Double Feature Showdown – Maniac (1980) vs. Maniac (2012)
I am a big fan of director William Lustig’s movies Maniac Cop and Vigilante, and have been looking forward to watching Maniac (1980), his first feature, for a while now. I don’t think everything he directed is gold (I quite dislike Maniac Cop 2 and Uncle Sam is something I enjoy against my better judgment) but when he’s good, he’s REALLY good. In 2012 Franck Khalfoun remade Maniac (2012), and since I’ve never seen either movie, I thought this would be a good time to do it. I’m not really on the endless horror remake train, but Maniac (2012) stars Elijah Wood, the subject of my last Double Feature Showdown, so I thought I would give it a try. Who did it better? Read and find out! Welcome to Double Feature Showdown – Maniac (1980) vs. Maniac (2012). May the best psychologically disturbed killer win!
Maniac (1980): Joe Spinell (who also co-wrote the screenplay) stars as Frank Zito, a man who likes to kill women, scalp them, and then nail those scalps to the store mannequins that inhabit his home. He’s driven to kill by memories of his abusive prostitute mother, and while he is kind of sympathetic, in the end he’s a creepy killer. He does have a certain amount of charm, which he exhibits when he meets beautiful photographer Anna (Caroline Munro) who seems attracted to him. Frank keeps it together with her for short periods of time, but he is what he is, and no amount of wishful thinking is going to make him able to control his unsavory impulses.
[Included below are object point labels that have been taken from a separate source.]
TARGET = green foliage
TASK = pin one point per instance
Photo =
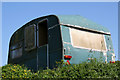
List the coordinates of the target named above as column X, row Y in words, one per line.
column 92, row 69
column 16, row 71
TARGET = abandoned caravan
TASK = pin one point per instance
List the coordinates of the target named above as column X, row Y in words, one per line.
column 71, row 38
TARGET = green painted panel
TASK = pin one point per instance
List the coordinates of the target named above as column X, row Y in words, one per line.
column 81, row 21
column 65, row 34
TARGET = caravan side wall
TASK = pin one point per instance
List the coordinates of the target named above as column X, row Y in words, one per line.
column 82, row 54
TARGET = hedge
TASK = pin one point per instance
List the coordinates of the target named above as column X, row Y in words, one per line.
column 91, row 69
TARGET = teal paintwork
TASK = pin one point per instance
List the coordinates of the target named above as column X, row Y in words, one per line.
column 59, row 43
column 80, row 55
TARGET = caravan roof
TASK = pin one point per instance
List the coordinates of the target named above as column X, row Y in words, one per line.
column 81, row 22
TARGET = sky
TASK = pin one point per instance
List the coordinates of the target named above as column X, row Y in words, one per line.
column 16, row 14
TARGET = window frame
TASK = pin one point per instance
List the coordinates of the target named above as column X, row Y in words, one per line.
column 86, row 47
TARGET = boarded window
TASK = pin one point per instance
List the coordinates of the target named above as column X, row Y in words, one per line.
column 30, row 37
column 43, row 33
column 87, row 39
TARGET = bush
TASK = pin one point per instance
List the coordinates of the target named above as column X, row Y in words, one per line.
column 91, row 69
column 16, row 71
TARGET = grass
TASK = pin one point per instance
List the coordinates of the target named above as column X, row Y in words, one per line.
column 91, row 69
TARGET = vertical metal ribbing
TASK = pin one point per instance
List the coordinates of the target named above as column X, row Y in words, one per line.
column 47, row 56
column 37, row 44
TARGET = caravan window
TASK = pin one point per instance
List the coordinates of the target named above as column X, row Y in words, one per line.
column 89, row 40
column 30, row 37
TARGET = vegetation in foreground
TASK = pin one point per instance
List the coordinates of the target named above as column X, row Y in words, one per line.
column 91, row 69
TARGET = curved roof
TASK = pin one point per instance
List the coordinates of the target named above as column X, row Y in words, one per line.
column 81, row 22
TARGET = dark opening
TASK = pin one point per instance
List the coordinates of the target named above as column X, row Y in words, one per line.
column 43, row 33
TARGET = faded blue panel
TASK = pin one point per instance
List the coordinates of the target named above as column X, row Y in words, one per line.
column 81, row 21
column 42, row 57
column 65, row 33
column 80, row 55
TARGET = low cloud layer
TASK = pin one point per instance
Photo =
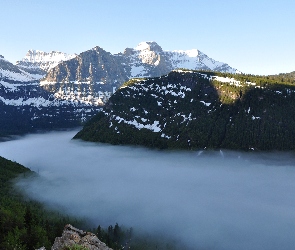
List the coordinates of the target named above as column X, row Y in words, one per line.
column 216, row 200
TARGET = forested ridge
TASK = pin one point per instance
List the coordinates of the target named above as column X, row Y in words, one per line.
column 27, row 225
column 200, row 109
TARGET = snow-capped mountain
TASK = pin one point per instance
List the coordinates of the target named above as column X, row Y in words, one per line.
column 74, row 87
column 96, row 71
column 149, row 60
column 40, row 62
column 25, row 106
column 12, row 73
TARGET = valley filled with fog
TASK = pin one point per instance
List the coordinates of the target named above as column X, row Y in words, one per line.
column 208, row 200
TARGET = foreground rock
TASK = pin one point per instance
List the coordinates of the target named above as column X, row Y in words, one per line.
column 72, row 236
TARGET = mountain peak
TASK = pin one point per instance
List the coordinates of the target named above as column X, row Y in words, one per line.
column 150, row 46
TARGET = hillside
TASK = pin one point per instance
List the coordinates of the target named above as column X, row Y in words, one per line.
column 197, row 110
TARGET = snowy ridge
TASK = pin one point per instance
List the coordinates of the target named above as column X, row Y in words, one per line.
column 36, row 59
column 147, row 56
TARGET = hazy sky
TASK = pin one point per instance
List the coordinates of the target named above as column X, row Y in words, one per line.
column 254, row 36
column 217, row 200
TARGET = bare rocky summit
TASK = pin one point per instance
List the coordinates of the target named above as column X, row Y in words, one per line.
column 72, row 236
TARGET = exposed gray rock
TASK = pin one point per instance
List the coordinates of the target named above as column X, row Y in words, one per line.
column 72, row 236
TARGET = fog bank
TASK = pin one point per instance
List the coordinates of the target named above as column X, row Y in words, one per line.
column 211, row 200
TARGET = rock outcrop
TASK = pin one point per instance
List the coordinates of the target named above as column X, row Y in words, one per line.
column 72, row 236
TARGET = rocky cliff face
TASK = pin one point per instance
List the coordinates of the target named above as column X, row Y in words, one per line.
column 72, row 236
column 25, row 106
column 99, row 70
column 40, row 62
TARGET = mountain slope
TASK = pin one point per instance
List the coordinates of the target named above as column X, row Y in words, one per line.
column 25, row 106
column 97, row 71
column 40, row 62
column 196, row 110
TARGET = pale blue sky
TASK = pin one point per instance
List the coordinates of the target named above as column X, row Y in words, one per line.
column 255, row 37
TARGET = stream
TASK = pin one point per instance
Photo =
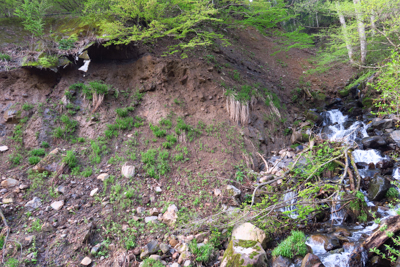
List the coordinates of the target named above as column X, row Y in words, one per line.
column 340, row 128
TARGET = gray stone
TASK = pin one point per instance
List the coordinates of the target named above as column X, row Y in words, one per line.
column 151, row 248
column 34, row 203
column 248, row 231
column 233, row 191
column 151, row 219
column 249, row 253
column 9, row 182
column 378, row 187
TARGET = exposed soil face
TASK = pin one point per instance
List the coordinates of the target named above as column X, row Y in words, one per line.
column 172, row 88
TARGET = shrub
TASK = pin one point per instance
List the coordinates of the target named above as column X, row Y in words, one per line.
column 293, row 245
column 34, row 160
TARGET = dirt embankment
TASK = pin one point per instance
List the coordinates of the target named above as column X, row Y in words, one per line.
column 210, row 151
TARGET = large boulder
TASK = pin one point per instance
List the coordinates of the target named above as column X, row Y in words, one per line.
column 249, row 232
column 311, row 260
column 244, row 253
column 378, row 187
column 377, row 142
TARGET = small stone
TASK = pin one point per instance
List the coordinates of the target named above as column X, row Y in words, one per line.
column 164, row 248
column 94, row 192
column 57, row 205
column 9, row 183
column 8, row 200
column 217, row 192
column 61, row 189
column 152, row 219
column 34, row 203
column 103, row 176
column 86, row 261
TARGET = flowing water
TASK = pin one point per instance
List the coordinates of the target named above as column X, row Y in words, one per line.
column 337, row 127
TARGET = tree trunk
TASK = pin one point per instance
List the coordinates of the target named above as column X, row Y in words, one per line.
column 345, row 33
column 361, row 31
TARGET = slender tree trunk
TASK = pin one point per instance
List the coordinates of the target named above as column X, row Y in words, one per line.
column 361, row 31
column 345, row 33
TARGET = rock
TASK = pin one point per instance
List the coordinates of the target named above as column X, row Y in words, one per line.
column 378, row 187
column 382, row 124
column 249, row 232
column 86, row 261
column 377, row 142
column 57, row 205
column 233, row 191
column 311, row 260
column 155, row 257
column 103, row 176
column 128, row 171
column 34, row 203
column 94, row 192
column 171, row 215
column 281, row 262
column 244, row 253
column 151, row 248
column 164, row 248
column 96, row 249
column 314, row 116
column 330, row 242
column 173, row 242
column 151, row 219
column 8, row 200
column 9, row 182
column 61, row 189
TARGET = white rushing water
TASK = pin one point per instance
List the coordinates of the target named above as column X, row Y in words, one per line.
column 334, row 120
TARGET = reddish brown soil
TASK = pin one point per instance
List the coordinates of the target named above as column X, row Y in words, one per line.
column 188, row 88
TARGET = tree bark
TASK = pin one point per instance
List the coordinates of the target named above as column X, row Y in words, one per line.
column 345, row 33
column 361, row 31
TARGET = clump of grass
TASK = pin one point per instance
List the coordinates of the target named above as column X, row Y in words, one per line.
column 293, row 245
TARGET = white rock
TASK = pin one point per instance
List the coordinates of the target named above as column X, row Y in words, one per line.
column 103, row 176
column 128, row 171
column 57, row 205
column 86, row 261
column 248, row 231
column 94, row 192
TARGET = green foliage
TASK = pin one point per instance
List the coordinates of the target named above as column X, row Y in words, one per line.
column 293, row 245
column 152, row 263
column 32, row 12
column 66, row 44
column 34, row 160
column 4, row 57
column 202, row 253
column 11, row 262
column 70, row 159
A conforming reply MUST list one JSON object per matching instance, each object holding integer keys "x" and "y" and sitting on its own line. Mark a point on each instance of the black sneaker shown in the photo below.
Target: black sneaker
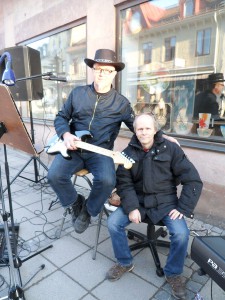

I have mixed feelings about this film. Frank spends the first hour or so mostly stalking women, muttering to himself, and breathing a lot. (Creepy breathing, not regular stuff.) Some of this is dead boring, and the occasional voiceover doesn’t really work. But then there are other moments, such as when he stalks a nurse on a deserted subway platform and when Tom Savini’s character gets his head blown apart, that the film really succeeds. It’s a mixed bag until the third act – when the film totally goes off the rails and starts to get awesome. Frank takes Anna to the cemetery to pay respects to his mother, and all of a sudden they are in a Hammer film with fog rolling on the ground and atmosphere aplently. Things really get crazy after that (I don’t want to ruin it for you), and I felt we were moving into the batshit territory Lustig would later explore with writer/director Larry Cohen in the Maniac Cop movies. If the whole movie had been that nuts, it would have been great! As it is, it’s an early film in Lustig’s career and it shows. It’s worth seeing, but it’s pretty dark, and if I’m being perfectly honest with you, I like my slasher/stalker movies with a little more cheese in them. This movie is both loved and reviled, and I can see why people might consider it both a seminal work and a misogynistic nightmare. (From watching Lustig’s other films, I have never gotten the sense he hates women. Frank’s feelings, however, are a little more complicated.)
Maniac (2012): Elijah Wood stars as Frank, a third generation mannequin restorer who is compelled to kill women and staple their scalps to the mannequins he keeps in his living area. (He has, of course, been driven maniacal by an abusive prostitute mother. Neither of these movies should be looked to for accurate mental health information, fyi.) He also has crippling migraines, which may be contributing to his problems, and he is creepy as hell. He meets Anna, who is putting together a show of photographs of mannequins, and offers to help her – falling for her in the process. Unfortunately for him, he discovers she has an unmentioned boyfriend, and any control he has managed to gain over his impulses quickly dissipates.
This movie didn’t work much for me either. One of the main reasons being that it is shot from Frank’s point of view. The only time we see him is when he is looking in the mirror. I didn’t like this conceit in 1947’s Lady in the Lake, and I don’t like it any better here. Occasionally however, the camera will flip around to show Frank doing something, and there didn’t seem to be much sense in when that would happen. Because the kills are pretty graphic, I found that constantly sharing the killer’s POV was unpleasant. It brought me closer to him, and honestly, I didn’t want to share his perspective; I wanted to empathize with the women. For me, horror is most enjoyable when I can vicariously experience fear, not be all stabby scalpy. (It’s slightly more complicated than that. I want to watch a great kill, but I don’t want to be up close and personal to the one who is doing it. In a film where people are being stalked and brutalized, I prefer watching from a distance. That sounds weird, but the enjoyment of horror films is a kind of complex thing. I don’t like home invasion stuff or killer POV. But I love a good slasher with lots of gore. Go figure.)
The Winner: You wouldn’t think so, but there was a clear winner for me here: Maniac (1980). The remake was more stylish and brutal, but it didn’t have the same tension. There is no moment in Maniac (2012) that rivals the subway scene or head blowing up of the original. In its favor, Maniac (2012) is visually interesting, and there is a very creepy bathtub scene that worked well. But it has none of the craziness that Lustig’s version has, and in the end, I found myself easily distracted while watching it. Neither film really wowed me, but I could see the seeds of something interesting in Maniac (1980) that just isn’t present in the second version.